Blanton is only the second of the four prime suspects in the bombing to be prosecuted. Robert "Dynamite Bob" Chambliss was convicted in 1977 and died in jail 8 years later. Herman Cash died never having been charged. Bobby Frank Cherry is alive, but unlikely to be prosecuted, because he has been judged mentally incompetent to stand trial.
Douglas Jones, the prosecutor in Blanton's trial, told reporters, "They say that justice delayed is justice denied, and folks I don't believe that for a minute. Justice delayed is still justice, and we've got it here in Birmingham, Alabama."
Of course, the criminals who killed four young girls should have been tried and convicted.
But that's not the whole story. Because justice was delayed –and thus denied –for almost four decades by the very same federal government which always pretended to be the defenders of the black population against KKK-style violence. The most critical pieces of evidence were the two tape recordings made of Blanton on which he effectively admitted to the bombings. Bill Baxley, the former attorney general of Alabama who prosecuted Bob Chambliss in 1977, revealed that in 1977 the FBI denied the existence of any such evidence.
Baxley says that if the FBI hadn't hidden these recordings from him during his investigation in 1977, he would have succeeded in putting both Blanton and Cherry in jail along with Chambliss back at that time –24 years ago.

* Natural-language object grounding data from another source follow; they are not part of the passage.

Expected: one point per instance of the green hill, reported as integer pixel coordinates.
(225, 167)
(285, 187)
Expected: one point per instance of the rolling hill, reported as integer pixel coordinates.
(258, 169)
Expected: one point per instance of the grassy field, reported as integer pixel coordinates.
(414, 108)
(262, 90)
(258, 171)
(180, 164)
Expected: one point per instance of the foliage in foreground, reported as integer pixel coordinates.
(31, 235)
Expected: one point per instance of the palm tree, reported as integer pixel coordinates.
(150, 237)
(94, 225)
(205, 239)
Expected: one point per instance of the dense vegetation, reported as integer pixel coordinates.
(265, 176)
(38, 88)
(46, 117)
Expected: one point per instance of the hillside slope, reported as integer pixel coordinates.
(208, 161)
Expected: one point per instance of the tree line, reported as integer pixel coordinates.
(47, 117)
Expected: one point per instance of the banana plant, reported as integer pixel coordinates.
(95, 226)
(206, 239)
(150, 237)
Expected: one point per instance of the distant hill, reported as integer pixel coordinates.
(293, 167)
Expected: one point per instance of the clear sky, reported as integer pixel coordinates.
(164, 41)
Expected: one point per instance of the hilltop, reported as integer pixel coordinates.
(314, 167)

In fact it goes further back than 1977. The FBI had these tapes ever since they were made in 1964. In all these years since 1964, there were hundreds of other victims of KKK violence in the South.

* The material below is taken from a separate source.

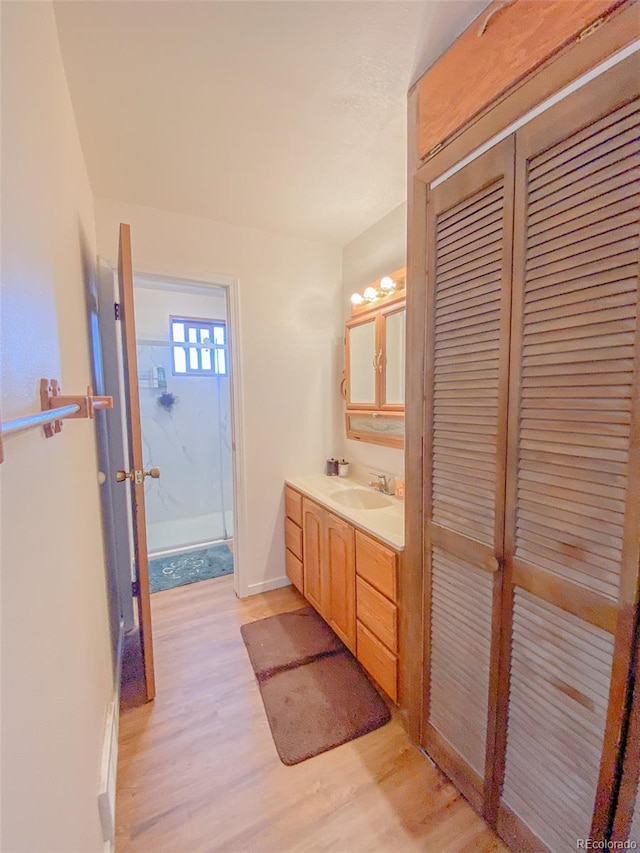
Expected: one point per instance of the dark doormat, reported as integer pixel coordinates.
(315, 694)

If there had been a government prosecution in 1964 –how many of those other victims might never have been killed? If the cowards who made up the KKK knew at the time that they would have to pay the price for their violence, would they have been so ready to kill, maim and terrorize?

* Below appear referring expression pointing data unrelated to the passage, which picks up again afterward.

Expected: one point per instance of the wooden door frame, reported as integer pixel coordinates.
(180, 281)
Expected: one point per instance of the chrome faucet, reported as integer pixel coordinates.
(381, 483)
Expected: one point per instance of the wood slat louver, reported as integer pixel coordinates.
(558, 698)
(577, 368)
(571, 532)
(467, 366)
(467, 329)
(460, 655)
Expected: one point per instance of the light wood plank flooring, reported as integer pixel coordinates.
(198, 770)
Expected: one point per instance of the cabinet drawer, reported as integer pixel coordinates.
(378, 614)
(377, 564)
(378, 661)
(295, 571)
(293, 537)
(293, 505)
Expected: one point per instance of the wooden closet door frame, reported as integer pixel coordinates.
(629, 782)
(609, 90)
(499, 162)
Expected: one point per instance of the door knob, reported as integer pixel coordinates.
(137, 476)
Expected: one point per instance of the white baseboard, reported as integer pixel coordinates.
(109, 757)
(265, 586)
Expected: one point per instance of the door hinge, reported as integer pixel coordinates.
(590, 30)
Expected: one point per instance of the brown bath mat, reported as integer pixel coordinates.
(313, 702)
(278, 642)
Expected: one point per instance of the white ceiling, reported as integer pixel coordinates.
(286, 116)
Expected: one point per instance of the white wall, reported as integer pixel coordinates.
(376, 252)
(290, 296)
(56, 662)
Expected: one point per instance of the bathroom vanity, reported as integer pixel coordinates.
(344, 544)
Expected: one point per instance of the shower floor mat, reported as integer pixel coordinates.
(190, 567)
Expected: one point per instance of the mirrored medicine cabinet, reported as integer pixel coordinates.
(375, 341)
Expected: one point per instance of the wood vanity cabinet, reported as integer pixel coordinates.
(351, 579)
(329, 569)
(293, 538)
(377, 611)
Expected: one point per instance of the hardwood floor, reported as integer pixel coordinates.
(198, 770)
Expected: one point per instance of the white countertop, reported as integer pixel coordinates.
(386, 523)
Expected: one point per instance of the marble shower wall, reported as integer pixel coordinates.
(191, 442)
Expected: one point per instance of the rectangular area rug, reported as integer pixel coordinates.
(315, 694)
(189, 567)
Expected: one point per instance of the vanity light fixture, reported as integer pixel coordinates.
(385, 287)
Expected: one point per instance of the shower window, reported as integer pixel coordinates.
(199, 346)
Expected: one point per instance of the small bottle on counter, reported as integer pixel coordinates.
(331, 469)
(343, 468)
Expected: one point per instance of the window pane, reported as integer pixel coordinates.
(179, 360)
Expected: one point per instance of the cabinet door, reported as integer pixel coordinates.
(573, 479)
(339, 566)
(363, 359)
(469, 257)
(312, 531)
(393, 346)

The FBI may try to pretend it was simply protecting its informants so as to gather more information. For what? Not to prosecute when it would have made a difference.
Decades later proof surfaced that the FBI was aware in advance, not just afterwards, of many of the killings that took place. It did nothing to warn the intended victims of these plans. Nothing to offer them protection. Nothing to foil the plans.
Yes, the FBI and federal government finally did move to a prosecution in the assassination of Martin Luther King Jr. in 1968 –but not until cities were burning, not until the black population went into the streets to put an end to the violence and indignities which they had suffered. (But even here there's a big question whether the real killers were prosecuted. The family of Martin Luther King says no.) It was not the FBI which offered the black population protection. It was the black population themselves.
Long before the courts and prosecutors, federal and state, moved to pretend they would do something –the black population had beaten back the cowards of the KKK and taken justice for themselves.